I woke up to discover that more or less everything I wanted to say last night about Ron Rosenbaum’s misbegotten hit job on Hannah Arendt and her conception of the banality of evil has been said this morning at length by Steven Menashi at the American Scene. (Extra fun: in touching on Carlin Romano’s recent hit job on Heidegger, Menashi makes the point which I noted had gone entirely unmade in the long, hysterical combox criticism aimed at Romano: even Strauss, Heidegger’s great foe, insisted we couldn’t wave him away. This is relevant even for those who think Strauss and Heidegger were merely the Spy vs. Spy of Nietzscheans.)

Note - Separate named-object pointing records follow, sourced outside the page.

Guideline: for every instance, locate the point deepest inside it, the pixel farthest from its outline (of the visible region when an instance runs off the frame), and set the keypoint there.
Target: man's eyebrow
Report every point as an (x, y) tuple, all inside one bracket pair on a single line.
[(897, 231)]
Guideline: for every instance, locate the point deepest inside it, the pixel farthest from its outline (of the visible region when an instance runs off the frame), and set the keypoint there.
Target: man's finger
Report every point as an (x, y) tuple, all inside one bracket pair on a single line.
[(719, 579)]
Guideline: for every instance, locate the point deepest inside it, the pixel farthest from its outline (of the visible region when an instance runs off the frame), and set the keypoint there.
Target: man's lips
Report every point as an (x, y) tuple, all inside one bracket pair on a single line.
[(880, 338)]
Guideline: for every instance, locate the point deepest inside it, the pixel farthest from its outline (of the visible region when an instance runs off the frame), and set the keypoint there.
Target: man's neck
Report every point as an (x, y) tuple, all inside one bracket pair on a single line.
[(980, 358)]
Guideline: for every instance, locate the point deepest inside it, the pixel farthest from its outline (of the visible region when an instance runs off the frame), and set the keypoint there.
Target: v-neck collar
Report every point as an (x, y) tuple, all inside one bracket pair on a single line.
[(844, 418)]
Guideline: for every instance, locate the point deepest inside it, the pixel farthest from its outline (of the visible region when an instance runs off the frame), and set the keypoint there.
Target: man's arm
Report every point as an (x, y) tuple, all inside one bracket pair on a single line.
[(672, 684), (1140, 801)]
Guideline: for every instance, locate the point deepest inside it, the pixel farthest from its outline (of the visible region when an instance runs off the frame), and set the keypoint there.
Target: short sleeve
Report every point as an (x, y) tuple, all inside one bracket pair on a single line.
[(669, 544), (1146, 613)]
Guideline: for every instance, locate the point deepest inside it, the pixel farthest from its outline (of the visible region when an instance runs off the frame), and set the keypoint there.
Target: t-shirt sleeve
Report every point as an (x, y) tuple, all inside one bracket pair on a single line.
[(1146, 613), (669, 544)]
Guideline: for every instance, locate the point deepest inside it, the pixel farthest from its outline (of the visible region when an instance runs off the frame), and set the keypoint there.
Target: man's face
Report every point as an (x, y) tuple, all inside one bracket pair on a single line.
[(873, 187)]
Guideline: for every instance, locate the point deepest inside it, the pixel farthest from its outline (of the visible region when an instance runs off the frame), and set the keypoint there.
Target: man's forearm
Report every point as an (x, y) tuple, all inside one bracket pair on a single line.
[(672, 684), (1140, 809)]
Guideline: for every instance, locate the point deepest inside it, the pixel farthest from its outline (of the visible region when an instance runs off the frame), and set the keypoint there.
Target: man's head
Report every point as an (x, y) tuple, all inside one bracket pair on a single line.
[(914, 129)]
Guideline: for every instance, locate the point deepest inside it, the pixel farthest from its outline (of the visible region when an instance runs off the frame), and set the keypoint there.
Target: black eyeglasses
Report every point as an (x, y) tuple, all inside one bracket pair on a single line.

So, since Steve has done most of the talking for me, I’ll let — who else? — Rieff do the rest:
. . . when the human lowers itself in the vertical of authority, there is always the shock of the revelation that that lowering can scarcely be called animal. Such lowerings as went under the category of sin or transgression were beneath baseness. They were nothing. Hannah Arendt calls this nothing the ‘banality of evil.’ And she is correct, so long as one understands the nothing of banality, its meaninglessness. It is the kind of transgression which the transgressor cannot recognize as a transgression. So the human, as transgressor, once the very idea of transgression is repressed, has fallen through the bottom of sacred order ( Crisis of the Officer Class , 161-62).